Al-Nusra-Front, Bild: Propagandamaterial
Al-Nusra-Front, Bild: Propagandamaterial
Die koordinierten Angriffe Russlands und der USA gegen die al-Qaida-Miliz sollten plangemäß die nächsten Tage beginnen
 

Von Thomas Pany | TELEPOLIS

Die sieben Tage-Frist läuft ab. Die Waffenruhe in Syrien ist seit vergangenen Montagabend, den 12. September, in Kraft. Nach Plan sollte die Arbeit an der Einrichtung eines gemeinsamen russisch-amerikanischen Operationszentrum (Joint Implementation Center – JIC) längst begonnen haben und in den nächsten Tagen einsatzfähig sein.

Dann sollten laut den Vereinbarungen, die Lawrow und Kerry bekannt machten, koordinierte Angriffe auf Gebiete in die Wege geleitet werden, die von der al-Nusra-Front kontrolliert werden.

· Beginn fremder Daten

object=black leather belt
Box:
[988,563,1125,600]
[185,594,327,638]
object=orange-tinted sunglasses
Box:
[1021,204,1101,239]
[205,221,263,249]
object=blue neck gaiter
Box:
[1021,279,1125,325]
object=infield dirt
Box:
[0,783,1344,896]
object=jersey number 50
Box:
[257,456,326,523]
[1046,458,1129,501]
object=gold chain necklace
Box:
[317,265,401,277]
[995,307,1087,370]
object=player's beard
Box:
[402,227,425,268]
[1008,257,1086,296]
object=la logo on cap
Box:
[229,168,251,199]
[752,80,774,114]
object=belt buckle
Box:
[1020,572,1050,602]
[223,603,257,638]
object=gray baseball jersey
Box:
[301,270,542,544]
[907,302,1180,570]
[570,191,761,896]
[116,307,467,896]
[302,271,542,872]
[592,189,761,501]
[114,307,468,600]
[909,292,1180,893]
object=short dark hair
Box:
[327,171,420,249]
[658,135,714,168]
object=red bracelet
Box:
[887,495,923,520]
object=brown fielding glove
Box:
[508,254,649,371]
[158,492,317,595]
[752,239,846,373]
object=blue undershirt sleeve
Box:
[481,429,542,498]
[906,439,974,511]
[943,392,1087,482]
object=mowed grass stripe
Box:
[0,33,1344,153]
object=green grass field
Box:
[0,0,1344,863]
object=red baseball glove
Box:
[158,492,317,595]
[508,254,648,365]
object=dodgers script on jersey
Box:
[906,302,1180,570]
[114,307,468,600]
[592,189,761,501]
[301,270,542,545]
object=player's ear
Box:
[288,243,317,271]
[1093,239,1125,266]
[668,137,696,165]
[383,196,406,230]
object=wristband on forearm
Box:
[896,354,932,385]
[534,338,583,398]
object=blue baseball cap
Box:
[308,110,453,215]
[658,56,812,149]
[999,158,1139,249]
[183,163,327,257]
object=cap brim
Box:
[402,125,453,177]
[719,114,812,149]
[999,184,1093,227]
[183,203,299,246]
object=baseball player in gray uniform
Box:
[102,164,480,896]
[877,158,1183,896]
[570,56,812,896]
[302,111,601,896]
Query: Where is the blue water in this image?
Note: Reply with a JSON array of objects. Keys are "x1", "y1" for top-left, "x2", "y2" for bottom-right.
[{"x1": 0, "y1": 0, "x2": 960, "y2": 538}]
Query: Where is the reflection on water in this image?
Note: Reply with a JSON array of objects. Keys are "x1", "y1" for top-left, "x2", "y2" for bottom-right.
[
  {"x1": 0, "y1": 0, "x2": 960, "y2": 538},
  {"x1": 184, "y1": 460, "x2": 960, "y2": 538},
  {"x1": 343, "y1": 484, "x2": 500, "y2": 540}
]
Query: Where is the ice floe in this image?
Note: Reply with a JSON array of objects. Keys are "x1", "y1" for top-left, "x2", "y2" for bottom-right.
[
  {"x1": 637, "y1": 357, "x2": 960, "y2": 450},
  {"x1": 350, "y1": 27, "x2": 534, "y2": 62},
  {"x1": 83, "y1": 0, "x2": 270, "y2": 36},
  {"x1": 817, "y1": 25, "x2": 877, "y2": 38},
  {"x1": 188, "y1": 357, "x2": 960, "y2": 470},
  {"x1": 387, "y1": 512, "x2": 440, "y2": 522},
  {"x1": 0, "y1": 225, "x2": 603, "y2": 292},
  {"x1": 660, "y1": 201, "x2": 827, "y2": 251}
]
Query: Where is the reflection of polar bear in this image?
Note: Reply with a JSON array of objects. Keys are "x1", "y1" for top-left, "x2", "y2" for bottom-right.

Milizen, die sich selbst zur „moderaten Opposition“ zählen und von den Dschihadisten abgrenzen, sollten dies dadurch unter Beweis stellen, dass sie sich klar ersichtlich aus diesen Gebieten zurückziehen. Nur so würden sie von Luftangriffen verschont.

Vorwürfe dominieren

Jüngste Medienberichte zum Stand der amerikanisch-russischen Zusammenarbeit sind nicht optimistisch. Vorwürfe dominieren. US-Außenminister Kerry ließ am vergangenen Freitag über seinen Sprecher John Kirby mitteilen, dass das JIC erst dann ein gerichtet würde, wenn die UN-Konvois mit den Hilfsgütern an den Orten ankommen, wo sie erwartet würden.

Kerry soll laut Kirby mit Lawrow telefoniert und darum gebeten haben, dass der russische Außenminister seinen Einfluss auf die Regierung Assad geltend mache. Laut Aussage des UN-Sondergesandtem de Mistura von vergangener Woche fehlen die amtlichen Passierscheine.